Il Festival deve ancora cominciare (dal 24 al 28 febbraio), ma si parla già del futuro. A lanciare il tema del Sanremo 2027 è lo stesso Carlo Conti, che apre di fatto la corsa alla prossima direzione artistica e conduzione. “Intanto facciamo questo, ma spero che il prossimo anno ci sia qualcun altro, magari più giovane, aitante e belloccio”, ha detto Conti nel podcast Pezzi – Dentro la musica di Luca Dondoni, Andrea Laffranchi e Paolo Giordano, riferendosi ad un profilo che sembra richiamare Stefano De Martino.

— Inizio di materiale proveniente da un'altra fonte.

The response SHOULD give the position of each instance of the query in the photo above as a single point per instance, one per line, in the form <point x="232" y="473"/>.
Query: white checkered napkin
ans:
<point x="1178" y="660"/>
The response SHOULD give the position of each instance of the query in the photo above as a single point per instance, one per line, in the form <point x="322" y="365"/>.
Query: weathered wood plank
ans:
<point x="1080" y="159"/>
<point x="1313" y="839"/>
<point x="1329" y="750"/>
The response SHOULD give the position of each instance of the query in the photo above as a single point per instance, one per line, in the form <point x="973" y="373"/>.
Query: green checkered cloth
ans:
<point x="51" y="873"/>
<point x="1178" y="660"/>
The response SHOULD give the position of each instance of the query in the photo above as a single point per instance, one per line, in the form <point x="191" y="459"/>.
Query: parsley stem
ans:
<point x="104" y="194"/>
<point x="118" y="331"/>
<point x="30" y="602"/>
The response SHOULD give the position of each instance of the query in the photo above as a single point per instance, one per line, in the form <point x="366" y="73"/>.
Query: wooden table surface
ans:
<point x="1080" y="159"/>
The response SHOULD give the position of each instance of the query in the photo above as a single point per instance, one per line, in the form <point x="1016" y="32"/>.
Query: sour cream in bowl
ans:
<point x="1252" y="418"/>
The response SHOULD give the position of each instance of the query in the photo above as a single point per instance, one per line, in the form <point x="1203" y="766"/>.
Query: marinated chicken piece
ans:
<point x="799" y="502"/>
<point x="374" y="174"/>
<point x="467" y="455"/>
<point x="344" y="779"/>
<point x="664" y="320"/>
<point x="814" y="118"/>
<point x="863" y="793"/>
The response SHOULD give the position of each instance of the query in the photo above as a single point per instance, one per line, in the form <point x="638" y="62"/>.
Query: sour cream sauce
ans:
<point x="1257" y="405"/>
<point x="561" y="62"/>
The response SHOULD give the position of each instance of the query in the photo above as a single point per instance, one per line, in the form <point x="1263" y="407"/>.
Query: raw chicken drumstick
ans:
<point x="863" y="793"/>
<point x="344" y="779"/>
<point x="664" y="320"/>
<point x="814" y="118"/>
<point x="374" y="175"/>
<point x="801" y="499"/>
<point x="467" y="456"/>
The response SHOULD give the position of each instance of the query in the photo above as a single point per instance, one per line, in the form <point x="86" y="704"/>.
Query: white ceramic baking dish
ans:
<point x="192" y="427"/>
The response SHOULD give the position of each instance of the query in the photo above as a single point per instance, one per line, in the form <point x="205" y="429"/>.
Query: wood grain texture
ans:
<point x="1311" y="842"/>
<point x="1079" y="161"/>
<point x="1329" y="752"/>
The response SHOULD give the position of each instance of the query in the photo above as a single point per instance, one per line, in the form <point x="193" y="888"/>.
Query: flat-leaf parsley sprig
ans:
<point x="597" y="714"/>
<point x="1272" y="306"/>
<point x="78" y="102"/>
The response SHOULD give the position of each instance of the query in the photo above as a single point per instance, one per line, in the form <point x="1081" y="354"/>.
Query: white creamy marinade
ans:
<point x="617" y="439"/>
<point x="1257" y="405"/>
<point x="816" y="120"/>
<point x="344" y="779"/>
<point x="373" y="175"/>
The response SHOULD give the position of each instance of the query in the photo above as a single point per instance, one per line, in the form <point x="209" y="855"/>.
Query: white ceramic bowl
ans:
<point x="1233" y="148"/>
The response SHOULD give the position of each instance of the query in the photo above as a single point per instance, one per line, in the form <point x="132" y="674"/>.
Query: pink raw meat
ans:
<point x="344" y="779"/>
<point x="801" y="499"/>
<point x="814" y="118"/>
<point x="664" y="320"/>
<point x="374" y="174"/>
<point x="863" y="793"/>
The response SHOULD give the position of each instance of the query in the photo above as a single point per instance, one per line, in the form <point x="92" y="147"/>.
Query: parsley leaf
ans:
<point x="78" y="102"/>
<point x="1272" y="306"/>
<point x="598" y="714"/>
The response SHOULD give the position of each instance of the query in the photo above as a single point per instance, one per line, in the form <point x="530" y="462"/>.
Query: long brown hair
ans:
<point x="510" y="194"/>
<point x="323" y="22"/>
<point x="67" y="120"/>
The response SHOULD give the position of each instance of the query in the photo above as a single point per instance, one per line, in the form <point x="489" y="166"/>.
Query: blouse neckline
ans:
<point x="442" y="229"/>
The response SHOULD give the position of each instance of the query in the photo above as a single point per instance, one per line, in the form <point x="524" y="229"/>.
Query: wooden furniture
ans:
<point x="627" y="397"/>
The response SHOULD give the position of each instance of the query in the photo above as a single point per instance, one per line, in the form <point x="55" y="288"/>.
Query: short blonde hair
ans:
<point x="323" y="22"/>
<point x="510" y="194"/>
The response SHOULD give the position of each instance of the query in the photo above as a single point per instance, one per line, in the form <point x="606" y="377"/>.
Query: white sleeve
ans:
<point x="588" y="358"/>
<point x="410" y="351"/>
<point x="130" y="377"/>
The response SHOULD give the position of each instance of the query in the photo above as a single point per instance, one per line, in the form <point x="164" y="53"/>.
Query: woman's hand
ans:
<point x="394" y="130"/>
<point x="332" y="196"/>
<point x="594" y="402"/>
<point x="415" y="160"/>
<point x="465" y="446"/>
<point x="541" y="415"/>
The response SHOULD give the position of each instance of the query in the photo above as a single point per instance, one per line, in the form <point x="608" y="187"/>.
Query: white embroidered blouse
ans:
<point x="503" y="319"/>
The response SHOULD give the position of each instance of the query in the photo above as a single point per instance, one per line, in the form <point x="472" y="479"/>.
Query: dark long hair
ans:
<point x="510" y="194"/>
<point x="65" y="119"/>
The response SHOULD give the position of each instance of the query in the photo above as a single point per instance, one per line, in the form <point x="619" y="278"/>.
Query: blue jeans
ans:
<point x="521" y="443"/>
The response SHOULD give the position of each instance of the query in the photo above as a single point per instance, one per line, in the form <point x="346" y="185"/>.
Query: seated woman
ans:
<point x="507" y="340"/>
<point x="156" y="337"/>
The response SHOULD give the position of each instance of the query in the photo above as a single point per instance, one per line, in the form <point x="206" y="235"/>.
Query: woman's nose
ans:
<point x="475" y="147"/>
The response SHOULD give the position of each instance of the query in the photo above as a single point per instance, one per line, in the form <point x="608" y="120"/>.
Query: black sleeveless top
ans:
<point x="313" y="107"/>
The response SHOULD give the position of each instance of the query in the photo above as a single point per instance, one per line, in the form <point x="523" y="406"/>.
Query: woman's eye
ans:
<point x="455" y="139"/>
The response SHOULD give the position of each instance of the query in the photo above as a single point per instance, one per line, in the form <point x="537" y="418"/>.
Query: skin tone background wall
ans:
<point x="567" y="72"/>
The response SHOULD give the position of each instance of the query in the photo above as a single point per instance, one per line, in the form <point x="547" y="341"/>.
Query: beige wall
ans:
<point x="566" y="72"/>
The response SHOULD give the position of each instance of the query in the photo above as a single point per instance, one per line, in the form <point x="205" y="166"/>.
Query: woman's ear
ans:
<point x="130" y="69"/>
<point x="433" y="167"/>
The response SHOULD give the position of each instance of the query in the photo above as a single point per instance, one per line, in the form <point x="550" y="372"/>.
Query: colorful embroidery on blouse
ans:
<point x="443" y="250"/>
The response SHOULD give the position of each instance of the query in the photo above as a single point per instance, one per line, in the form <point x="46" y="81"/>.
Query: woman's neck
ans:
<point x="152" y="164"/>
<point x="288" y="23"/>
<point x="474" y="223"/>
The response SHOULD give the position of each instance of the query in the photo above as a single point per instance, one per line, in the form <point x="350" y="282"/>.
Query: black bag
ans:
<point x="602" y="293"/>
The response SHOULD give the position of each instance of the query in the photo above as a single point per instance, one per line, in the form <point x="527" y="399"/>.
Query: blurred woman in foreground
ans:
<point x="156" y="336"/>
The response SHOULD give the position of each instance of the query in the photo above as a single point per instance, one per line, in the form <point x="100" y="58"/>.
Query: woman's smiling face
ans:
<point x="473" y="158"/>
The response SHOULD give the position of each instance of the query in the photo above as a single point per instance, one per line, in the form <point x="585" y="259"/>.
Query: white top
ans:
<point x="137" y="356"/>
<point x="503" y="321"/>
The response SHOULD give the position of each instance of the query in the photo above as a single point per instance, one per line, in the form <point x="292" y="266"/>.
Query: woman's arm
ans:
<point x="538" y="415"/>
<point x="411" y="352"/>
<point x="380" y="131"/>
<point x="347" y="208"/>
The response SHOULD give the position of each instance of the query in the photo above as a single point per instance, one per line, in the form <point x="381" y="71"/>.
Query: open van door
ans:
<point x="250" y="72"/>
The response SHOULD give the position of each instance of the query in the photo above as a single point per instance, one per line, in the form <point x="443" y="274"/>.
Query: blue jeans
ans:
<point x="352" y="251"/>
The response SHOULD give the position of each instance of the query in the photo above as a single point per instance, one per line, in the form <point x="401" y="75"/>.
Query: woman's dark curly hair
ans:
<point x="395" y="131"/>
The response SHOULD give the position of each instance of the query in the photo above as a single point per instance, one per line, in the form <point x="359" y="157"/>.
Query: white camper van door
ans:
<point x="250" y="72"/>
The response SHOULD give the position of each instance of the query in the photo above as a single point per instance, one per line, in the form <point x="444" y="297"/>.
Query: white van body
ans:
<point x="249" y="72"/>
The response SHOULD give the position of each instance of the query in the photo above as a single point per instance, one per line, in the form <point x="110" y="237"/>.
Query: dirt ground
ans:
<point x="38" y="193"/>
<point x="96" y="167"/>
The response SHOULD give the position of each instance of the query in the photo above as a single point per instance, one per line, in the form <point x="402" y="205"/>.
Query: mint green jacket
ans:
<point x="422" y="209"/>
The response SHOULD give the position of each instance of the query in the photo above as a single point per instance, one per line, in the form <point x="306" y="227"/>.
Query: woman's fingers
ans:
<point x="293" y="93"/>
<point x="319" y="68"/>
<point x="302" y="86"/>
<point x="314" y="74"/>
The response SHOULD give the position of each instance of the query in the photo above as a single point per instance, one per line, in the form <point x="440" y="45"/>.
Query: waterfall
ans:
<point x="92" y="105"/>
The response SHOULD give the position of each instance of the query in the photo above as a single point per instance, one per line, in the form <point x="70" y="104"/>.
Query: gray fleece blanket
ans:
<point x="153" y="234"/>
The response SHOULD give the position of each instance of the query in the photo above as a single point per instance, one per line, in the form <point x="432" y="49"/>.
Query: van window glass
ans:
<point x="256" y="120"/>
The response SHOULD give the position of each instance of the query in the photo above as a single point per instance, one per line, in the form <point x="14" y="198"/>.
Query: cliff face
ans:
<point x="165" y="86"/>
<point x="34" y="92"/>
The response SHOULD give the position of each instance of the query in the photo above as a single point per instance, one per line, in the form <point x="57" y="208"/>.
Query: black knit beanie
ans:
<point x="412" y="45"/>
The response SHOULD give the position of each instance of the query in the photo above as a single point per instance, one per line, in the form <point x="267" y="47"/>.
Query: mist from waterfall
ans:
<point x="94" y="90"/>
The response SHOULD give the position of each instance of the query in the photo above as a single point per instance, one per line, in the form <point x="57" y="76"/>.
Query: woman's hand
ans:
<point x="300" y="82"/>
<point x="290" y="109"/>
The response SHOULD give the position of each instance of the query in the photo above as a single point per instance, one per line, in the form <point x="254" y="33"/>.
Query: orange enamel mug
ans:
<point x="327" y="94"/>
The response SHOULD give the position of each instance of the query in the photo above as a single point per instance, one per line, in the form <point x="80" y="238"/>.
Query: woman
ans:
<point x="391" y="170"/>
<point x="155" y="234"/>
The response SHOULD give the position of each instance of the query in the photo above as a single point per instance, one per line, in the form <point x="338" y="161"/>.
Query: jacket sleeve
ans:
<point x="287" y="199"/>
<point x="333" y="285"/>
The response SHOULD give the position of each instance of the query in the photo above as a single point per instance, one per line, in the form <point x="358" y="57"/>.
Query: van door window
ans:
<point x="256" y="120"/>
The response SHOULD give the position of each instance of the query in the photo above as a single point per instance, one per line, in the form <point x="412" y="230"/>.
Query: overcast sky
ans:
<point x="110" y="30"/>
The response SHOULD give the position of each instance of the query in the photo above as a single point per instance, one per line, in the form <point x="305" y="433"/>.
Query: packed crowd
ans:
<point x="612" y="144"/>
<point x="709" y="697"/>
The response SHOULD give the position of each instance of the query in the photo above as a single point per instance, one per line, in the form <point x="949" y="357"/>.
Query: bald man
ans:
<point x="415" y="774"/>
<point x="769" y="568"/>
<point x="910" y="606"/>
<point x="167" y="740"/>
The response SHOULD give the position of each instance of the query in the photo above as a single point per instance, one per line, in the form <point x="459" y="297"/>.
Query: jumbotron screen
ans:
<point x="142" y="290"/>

Le anticipazioni di questa edizione
Intanto prende forma il “Conti V”: “Ci sarà più varietà musicale rispetto all’anno scorso: rock, country, rap puro, sonorità e ritmi latini, pop e anche il brano classico senza ritornello”, spiega il direttore artistico. “La direzione artistica è la parte più entusiasmante: per me il Festival finisce quando annuncio i nomi al Tg1, il resto è televisione, lavoro ordinario”. C’è chi parla di un’edizione senza big, ma Conti respinge l’idea: “Non credo che Renga, Raf, Patty Pravo, Luchè, Masini, Fedez, Malika Ayane o Arisa non siano big”. E usa la metafora del bouquet per spiegare la scelta del cast: “Vorresti solo rose di colori diversi, poi scopri che alcune non ci sono e trovi altri fiori che non conoscevi, ma stanno bene insieme”.
La musica al centro
Meglio qualche punto di Auditel in meno che sacrificare la musica: “Non bisogna esaltarsi per i record né fare drammi se gli ascolti calano. Sarà fisiologico, anche per la concorrenza diversa nelle prime due ore, come La ruota della fortuna“. Il palco sarà condiviso con Laura Pausini: “Sarà tutto spontaneo, ed è la cosa più bella”. Ci saranno, naturalmente, omaggi alle grande figure del Festival scomparse nello scorso anno, come Pippo Baudo: “Il mio modo di fare il Festival è già un tributo a lui”.